I Feel Cream
- Label : XL
- Format : Album / CD Vinyle
- Date de sortie : 04/05/2009
Bon allez, je l'avoue... J'ai beau avoir beaucoup aimé Father Fucker, je pensais vraiment que Peaches ne serait qu'un one night stand. C'était sauvage, sexuel et jouissif, mais de là à envisager une véritable relation... Ses exploits suivants me sont donc passés au-dessus de la tête, et je ne pensais pas avoir à le fréquenter de nouveau. Mais aux dernières nouvelles, il se trouve qu'on possède des amis en commun : Soulwax, Digitalism et Simiam Mobile Disco, qui se sont occupés de produire des morceaux de I Feel Cream. Et bien là voilà qui redevient beaucoup plus désirable à mes yeux !

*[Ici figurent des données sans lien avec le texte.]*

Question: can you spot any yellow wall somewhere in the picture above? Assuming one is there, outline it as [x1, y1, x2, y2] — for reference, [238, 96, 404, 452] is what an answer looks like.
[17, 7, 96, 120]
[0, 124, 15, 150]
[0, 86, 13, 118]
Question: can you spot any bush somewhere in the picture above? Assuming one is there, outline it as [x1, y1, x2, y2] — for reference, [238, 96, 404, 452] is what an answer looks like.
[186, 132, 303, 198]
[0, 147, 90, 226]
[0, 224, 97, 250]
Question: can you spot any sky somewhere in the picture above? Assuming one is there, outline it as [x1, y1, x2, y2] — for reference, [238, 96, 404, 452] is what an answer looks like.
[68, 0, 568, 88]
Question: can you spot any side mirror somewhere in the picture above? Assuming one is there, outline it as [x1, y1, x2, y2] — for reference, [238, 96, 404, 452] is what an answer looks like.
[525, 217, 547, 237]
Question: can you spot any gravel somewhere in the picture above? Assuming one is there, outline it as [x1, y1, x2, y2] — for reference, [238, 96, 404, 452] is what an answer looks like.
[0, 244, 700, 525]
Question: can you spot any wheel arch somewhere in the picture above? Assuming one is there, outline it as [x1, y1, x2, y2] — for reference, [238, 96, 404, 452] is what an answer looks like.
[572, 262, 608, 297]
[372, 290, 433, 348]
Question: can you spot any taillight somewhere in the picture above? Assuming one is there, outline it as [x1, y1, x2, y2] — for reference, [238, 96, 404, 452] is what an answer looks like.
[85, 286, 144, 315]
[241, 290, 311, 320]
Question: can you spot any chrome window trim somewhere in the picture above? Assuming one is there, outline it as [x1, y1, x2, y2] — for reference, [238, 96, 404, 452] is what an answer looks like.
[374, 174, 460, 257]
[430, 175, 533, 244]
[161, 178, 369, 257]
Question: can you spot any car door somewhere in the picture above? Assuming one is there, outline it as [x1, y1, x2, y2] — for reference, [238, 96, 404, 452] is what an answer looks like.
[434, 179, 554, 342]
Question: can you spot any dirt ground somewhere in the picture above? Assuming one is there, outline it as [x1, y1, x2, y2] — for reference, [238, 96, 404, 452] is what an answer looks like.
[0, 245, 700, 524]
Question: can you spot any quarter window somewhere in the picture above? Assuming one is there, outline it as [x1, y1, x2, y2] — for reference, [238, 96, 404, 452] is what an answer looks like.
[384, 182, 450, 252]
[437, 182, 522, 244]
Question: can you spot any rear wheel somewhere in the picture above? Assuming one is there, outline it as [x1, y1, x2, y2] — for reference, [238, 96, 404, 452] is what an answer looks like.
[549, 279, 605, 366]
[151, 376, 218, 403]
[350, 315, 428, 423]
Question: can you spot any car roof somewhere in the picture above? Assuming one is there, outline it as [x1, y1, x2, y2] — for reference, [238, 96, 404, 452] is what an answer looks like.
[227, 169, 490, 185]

Ce qui frappe dés les premières secondes sur "Serpentine (I Don't Give A **** Part 2)", c'est que la suite du morceau d'ouverture de Father Fucker n'a pas grand-chose à vois avec la première partie. Et c'est en fait à l'image de l'album : Peaches s'est assagi en apparence, et ses morceaux sont beaucoup plus chatoyants et pops. Oubliés l'ultra-minimalisme et la furie, madame est désormais séduisante et accrocheuse. Et de ce point de vue, je dois avouer que la production est absolument épatante, sexuellement luxuriante et ouvertement electro. L'album fait très pro et chacun des morceaux est très dense, regorge de bidouillages bien sentis. Sans surprise, c'est Simian Mobile Disco (sur "Lose You" et "Mud") qui décrochent la palme et éloignent le plus la canadienne de son registre habituel (et qui au passage me rendent encore plus impatients avant la sortie de leur second album). Mais cette prod' luxueuse n'est pas la seule surprise de I Feel Cream . Outre les qualités des mélodies, c'est la variété des morceaux qui m'étonne à chaque fois, en particulier au début de l'album. On passe de l'electro avec un coeur de "Lose You" (coup de coeur) à l'electro-rock avec des couilles de "Talk To Me", en passant par le hip-hop vindicatif de "Billionaire". Mais la majorité du disque est constitué de bombes electro-pop sexy, comme par exemple le morceau titre qui recèle un beat discoïde jouissif, ou "Mud" et son beat lourdingue qui en fait un rouleau compresseur. La seconde partie de l'album fait la part belle à cet aspect de la musique de Peaches, avec une succession de mini-tubes accrocheurs et produits admirablement. Et tout au long de ces derniers morceaux, l'organe de Peaches étonne lui aussi : plus sensuel que Miss Kittin, plus sexuel que Alisson Goldfrapp, son chant rend ces morceaux encore plus séduisants.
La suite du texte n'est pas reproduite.